__init__(teacher_predict, attr_info:dict, label_info, data:np.ndarray)
Construct a Distillation Decision Tree Model.
- teacher_prdict - The teacher (trained complex) model's predict method.
- attr_info (dict) - The name and range of all the attributes: Continuous: {attr1: {"min": x, "max": y}, attr2: ...}; Categorical: {attr1: [c1, c2, ...], attr2: ...}.
- label_info (dict or list) - The name and range of the labels: Continuous: {"min": x, "max": y}; Categorical: [c1, c2, ...].
- data (ndarray) - The data values without label, which is used to train the teacher model.
Methods | |
---|---|
__init__ |
Construct a Distillation Decision Tree Model |
fit |
Build a Distillation Decision Tree Model |
predict |
Return the predicted value for each sample |
save |
Save the model |
load |
Load the model |
fit(stopping_criteria, **kwargs)
Build a Distillation Decision Tree Model.
- stop_criteria (int) - The depth of DDT of which each node samples the pseudo data.
- **kwargs - Other parameters of the model:
- split_criteria (str) - The spliting criteria used for classification.

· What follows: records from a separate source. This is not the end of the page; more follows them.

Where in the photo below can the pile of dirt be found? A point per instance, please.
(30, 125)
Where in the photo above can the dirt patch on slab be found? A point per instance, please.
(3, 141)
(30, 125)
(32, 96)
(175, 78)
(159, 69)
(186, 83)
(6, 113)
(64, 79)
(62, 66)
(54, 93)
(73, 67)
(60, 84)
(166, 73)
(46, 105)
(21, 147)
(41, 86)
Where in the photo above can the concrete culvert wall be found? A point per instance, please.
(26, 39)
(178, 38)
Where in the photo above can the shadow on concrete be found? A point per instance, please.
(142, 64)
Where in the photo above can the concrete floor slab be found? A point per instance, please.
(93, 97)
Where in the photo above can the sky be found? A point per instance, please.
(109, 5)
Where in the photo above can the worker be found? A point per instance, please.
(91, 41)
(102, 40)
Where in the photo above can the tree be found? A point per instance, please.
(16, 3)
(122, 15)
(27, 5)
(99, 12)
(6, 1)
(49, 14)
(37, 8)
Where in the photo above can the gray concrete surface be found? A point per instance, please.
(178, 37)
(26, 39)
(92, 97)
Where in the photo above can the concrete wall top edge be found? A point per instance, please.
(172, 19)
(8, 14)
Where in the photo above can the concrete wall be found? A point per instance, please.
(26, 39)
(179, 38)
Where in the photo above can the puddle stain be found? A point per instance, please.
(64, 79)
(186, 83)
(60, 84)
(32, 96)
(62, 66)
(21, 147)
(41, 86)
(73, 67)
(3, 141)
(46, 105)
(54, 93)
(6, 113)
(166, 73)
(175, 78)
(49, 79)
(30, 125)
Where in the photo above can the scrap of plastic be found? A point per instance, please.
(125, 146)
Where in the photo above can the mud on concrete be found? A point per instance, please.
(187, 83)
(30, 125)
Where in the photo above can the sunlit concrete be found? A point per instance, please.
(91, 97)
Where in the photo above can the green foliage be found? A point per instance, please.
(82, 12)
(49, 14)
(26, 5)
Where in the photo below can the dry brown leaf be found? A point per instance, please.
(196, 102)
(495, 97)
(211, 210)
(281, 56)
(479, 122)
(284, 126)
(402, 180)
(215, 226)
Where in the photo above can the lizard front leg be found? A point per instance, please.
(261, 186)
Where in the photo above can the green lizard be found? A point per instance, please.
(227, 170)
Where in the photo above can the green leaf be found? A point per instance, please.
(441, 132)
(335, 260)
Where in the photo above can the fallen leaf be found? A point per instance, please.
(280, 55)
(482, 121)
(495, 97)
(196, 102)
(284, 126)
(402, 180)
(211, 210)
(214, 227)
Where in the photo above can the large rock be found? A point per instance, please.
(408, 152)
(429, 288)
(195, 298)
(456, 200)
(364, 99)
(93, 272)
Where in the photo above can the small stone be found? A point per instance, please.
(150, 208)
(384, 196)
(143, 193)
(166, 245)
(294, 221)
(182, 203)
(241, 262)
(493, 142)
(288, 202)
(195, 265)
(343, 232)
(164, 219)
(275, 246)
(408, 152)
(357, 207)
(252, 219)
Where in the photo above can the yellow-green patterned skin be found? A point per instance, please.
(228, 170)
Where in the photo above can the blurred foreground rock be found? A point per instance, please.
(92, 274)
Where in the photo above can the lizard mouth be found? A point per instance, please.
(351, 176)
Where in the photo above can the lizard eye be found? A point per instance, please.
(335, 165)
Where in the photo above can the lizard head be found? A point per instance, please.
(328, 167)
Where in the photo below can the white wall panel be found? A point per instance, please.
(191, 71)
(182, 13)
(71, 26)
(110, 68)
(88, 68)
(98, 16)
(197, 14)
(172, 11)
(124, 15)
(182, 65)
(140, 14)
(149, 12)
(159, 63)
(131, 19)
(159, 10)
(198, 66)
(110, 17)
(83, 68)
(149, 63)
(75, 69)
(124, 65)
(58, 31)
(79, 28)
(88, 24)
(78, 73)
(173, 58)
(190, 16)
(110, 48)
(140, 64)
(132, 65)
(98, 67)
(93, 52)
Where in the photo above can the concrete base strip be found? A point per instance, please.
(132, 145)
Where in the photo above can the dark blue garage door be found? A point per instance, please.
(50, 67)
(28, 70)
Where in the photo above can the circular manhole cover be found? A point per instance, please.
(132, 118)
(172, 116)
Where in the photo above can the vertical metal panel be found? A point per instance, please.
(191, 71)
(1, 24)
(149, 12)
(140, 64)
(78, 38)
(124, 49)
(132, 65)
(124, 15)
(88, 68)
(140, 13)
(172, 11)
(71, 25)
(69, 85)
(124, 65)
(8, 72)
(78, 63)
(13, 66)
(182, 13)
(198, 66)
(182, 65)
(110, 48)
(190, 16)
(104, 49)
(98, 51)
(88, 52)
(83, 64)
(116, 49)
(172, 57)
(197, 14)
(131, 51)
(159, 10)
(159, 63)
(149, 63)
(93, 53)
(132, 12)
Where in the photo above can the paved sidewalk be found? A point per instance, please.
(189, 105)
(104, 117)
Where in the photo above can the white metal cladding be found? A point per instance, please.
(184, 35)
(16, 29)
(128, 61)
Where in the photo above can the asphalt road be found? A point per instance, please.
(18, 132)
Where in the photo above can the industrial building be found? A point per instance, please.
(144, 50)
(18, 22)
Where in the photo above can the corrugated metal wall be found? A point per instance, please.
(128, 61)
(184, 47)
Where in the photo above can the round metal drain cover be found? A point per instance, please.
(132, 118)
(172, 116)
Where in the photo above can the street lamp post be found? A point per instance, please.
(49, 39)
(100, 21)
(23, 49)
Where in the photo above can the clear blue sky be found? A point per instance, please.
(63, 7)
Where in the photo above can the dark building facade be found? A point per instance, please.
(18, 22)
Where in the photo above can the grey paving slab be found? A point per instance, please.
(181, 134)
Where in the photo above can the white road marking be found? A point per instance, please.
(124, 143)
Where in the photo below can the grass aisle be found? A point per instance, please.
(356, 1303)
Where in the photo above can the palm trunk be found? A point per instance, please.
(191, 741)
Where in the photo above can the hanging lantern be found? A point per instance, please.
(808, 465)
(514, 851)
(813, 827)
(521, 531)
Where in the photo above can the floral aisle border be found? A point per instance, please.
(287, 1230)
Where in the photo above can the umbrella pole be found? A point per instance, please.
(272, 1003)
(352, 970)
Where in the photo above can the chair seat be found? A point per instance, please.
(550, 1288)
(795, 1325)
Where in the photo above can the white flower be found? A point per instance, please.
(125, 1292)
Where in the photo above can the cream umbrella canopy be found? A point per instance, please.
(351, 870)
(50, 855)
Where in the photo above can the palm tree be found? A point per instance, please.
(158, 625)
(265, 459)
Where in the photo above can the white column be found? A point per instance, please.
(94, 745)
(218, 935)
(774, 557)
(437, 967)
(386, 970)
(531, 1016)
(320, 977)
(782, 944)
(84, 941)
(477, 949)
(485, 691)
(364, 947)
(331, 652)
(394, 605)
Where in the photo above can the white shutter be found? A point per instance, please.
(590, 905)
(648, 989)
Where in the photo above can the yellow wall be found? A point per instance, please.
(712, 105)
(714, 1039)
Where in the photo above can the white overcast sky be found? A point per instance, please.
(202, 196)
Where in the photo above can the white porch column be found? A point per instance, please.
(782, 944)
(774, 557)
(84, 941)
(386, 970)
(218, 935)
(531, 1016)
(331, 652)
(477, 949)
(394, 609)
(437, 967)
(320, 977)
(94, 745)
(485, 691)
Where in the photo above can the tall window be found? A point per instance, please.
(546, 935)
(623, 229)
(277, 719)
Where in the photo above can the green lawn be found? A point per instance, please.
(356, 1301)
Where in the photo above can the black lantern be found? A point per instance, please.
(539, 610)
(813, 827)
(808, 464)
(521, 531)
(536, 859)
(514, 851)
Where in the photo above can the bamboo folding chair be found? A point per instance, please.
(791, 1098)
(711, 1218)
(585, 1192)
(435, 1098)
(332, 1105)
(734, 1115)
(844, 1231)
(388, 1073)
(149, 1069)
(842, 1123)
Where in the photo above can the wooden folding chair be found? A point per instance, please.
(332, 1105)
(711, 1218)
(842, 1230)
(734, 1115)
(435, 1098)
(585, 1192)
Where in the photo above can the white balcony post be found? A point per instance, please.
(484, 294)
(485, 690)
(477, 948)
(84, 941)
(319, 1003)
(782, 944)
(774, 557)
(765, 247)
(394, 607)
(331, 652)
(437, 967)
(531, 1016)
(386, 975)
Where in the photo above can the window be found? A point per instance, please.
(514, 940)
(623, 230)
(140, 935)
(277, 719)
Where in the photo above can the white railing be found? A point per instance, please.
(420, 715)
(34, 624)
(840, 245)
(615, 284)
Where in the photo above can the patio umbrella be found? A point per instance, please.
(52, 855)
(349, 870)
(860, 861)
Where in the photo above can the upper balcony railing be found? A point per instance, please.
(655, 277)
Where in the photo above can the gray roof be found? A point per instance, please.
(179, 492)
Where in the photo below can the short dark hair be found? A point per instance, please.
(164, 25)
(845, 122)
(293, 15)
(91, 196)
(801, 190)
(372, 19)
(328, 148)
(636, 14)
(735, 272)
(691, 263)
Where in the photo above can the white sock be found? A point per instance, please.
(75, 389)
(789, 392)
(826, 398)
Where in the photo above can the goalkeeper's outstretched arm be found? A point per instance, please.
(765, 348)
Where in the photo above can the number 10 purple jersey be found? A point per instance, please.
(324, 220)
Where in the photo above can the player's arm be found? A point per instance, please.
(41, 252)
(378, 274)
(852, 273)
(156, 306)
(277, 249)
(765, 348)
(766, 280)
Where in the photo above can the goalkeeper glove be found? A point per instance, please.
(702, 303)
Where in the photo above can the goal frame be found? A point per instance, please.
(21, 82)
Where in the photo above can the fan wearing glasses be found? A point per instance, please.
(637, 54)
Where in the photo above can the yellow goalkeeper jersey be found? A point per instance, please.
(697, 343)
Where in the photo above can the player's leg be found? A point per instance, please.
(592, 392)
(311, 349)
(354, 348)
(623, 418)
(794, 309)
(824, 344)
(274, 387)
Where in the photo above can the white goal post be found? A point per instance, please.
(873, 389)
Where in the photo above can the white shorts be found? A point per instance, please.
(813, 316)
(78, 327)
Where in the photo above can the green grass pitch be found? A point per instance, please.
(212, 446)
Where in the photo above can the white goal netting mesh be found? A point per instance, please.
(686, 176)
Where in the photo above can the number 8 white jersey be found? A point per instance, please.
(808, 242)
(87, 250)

Accept "Gain ratio" or "Gini index".
- num_of_iter (int) - The number of times sampling the data for each size. Default 100.
- min_sample_each (int) - The minimum sample size for sampling each attribute. Default 2.
- max_sample_size (int) - The maximum sample size. Default None. If specified, stable_sample_size function will stop when the sample size reaches the limit.
- stability (tuple or list) - The first and second level stability. If specified, the stable_sample_size function will stop when the both stability are satisfied.
- pca (bool) - Whether doing PCA on the samples. Default False.
- criteria (float) - The precentage of variance explained by the first t new covariates. Default 0.9. Only work when pca is True.
- train_test_split_para (dict) - The parameters passed to sklearn's train_test_split method.
- lgb_para (dict) - The parameters passed to LightGBM Classifer or Regressor.
- fit_para (dict) - The parameters passed to the fit method of LightGBM.
- root - The root node of DDT.
predict(root_node:Node, data:pd.DataFrame)
Return the predicted value for each sample.
- root_node (Node) - The root of DDT.
- data (DataFrame) - The data without labels.
- label (Series) - A Series of predicted values.
save(filepath:str)
Save the root node.
- filepath (str) - The model path.
load(filepath:str)
Load the root node.
- filepath (str) - The model path.
- root (Node) - The root node.